Segundo dados da Secretaria de Estado da Saúde, o centro para tratamento de tumores sólidos e doenças hematológicas do Hospital Pequeno Príncipe é, atualmente, o maior do Paraná. A cada ano, em média, são atendidos 120 novos casos de pacientes entre 0 e 18 anos. Como eles precisam de acompanhamento por pelo menos cinco anos, as seis médicas do setor tratam cerca de 500 pacientes simultaneamente.

“Uma vez, uma mãe me disse que ter um filho com câncer é como ter uma espada pendurada acima da cabeça.”

Quando Flora chegou ao local, em 1975, a realidade era bem diferente. “Não existia a especialidade de oncologia pediátrica.” Quase todas as crianças com câncer morriam. Incentivada pelo médico e professor Eurípides Ferreira, ela decidiu ajudar. “Não consegui mais fazer clínica pediátrica, porque tinha serviço aqui. Não tinha coragem de largar as crianças”, lembra Flora, que ajudou a profissionalizar o departamento. “[Os pacientes daquela época] eram acolhidos, faziam transfusão de sangue, tomavam algum antibiótico. Tumores sólidos eram retirados e o paciente tinha alta”, lembra. Aos poucos, os tratamentos melhoraram, assim como a qualificação dos profissionais.

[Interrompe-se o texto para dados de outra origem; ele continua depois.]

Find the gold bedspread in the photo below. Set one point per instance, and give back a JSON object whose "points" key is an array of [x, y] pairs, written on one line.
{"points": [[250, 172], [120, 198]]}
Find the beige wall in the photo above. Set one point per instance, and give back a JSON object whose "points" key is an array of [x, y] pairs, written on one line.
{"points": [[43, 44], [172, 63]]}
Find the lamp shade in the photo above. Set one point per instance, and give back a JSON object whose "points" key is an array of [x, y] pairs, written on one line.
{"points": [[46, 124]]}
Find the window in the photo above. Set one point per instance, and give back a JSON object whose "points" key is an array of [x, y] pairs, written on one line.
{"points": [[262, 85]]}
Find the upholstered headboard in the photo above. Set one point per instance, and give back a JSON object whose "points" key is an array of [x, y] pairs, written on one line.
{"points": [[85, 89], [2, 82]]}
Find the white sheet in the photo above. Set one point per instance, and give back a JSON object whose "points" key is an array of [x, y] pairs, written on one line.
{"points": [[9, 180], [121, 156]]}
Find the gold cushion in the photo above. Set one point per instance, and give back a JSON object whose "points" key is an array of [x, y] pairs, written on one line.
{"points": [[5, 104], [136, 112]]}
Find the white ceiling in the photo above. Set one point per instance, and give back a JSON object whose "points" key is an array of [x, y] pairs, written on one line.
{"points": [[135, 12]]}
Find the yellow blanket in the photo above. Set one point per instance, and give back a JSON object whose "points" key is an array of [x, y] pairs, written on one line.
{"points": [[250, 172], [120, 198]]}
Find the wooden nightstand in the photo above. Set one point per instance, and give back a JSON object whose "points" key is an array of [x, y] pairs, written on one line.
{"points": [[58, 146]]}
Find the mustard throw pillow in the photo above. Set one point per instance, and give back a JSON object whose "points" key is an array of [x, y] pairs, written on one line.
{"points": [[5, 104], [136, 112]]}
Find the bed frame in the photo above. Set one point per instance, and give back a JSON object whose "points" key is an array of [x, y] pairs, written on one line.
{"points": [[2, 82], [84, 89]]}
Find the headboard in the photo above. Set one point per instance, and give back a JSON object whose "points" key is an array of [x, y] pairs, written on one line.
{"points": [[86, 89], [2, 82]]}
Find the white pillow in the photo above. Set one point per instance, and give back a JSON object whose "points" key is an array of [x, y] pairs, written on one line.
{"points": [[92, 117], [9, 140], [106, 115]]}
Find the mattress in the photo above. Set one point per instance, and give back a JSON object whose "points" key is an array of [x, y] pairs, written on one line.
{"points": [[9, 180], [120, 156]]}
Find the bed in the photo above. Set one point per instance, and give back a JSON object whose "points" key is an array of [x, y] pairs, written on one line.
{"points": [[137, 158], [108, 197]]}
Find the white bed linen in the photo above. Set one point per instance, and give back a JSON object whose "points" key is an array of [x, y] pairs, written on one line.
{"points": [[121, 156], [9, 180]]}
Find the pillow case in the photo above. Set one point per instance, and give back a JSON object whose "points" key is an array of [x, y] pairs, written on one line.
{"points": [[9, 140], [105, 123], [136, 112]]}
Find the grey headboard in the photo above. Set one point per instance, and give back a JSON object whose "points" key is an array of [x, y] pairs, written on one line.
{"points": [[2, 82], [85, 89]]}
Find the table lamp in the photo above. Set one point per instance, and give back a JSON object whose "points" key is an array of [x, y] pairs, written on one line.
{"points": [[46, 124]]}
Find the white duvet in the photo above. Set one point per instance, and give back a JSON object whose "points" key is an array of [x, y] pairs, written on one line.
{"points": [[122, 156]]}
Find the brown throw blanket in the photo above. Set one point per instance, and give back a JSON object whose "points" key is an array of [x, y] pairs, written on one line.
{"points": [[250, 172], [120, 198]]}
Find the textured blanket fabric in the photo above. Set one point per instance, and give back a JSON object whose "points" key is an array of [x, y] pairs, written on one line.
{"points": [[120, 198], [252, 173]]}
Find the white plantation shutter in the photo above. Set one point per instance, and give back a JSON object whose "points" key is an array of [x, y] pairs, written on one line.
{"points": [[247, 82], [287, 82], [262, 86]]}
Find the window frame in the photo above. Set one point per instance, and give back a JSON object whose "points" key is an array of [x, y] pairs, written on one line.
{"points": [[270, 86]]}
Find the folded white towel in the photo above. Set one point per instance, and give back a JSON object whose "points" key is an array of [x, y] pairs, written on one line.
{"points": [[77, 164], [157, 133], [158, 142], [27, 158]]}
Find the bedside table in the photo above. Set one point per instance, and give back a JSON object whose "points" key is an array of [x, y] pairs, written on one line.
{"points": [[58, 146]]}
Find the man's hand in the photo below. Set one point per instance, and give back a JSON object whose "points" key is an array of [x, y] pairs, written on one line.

As trajetórias de sofrimento e o longo período de convivência com os doentes e suas famílias deixaram marcas em Flora. Há ex-pacientes que voltam ao hospital com as famílias para vê-la e mães que perderam seus filhos, mas ligam para desejar um feliz Dia do Médico. Há aquela mãe que telefonou, por anos, no dia 24 de dezembro, pois perdeu a filha perto do Natal. “Uma vez, uma mãe me disse que ter um filho com câncer é como ter uma espada pendurada acima da cabeça. Aquela imagem foi tão forte que nunca mais me saiu da cabeça. Dá uma ideia do grau de desespero”, explica a médica, como que justificando a acolhida que dá a todas as famílias.

Mãe de três filhos, Flora lembra que, quando faziam cinco anos, ela os trazia para passar um dia no hospital. “Eles aprenderam de um jeito dolorido que a mãe deles tinha que cuidar dos nenéns dodóis”, resume. Ao avaliar sua trajetória, o sentimento de gratidão é o que persiste: “Não posso reclamar nem um tiquinho da minha vida, porque, do que eu vejo aqui dentro, sou a pessoa mais abençoada do mundo”.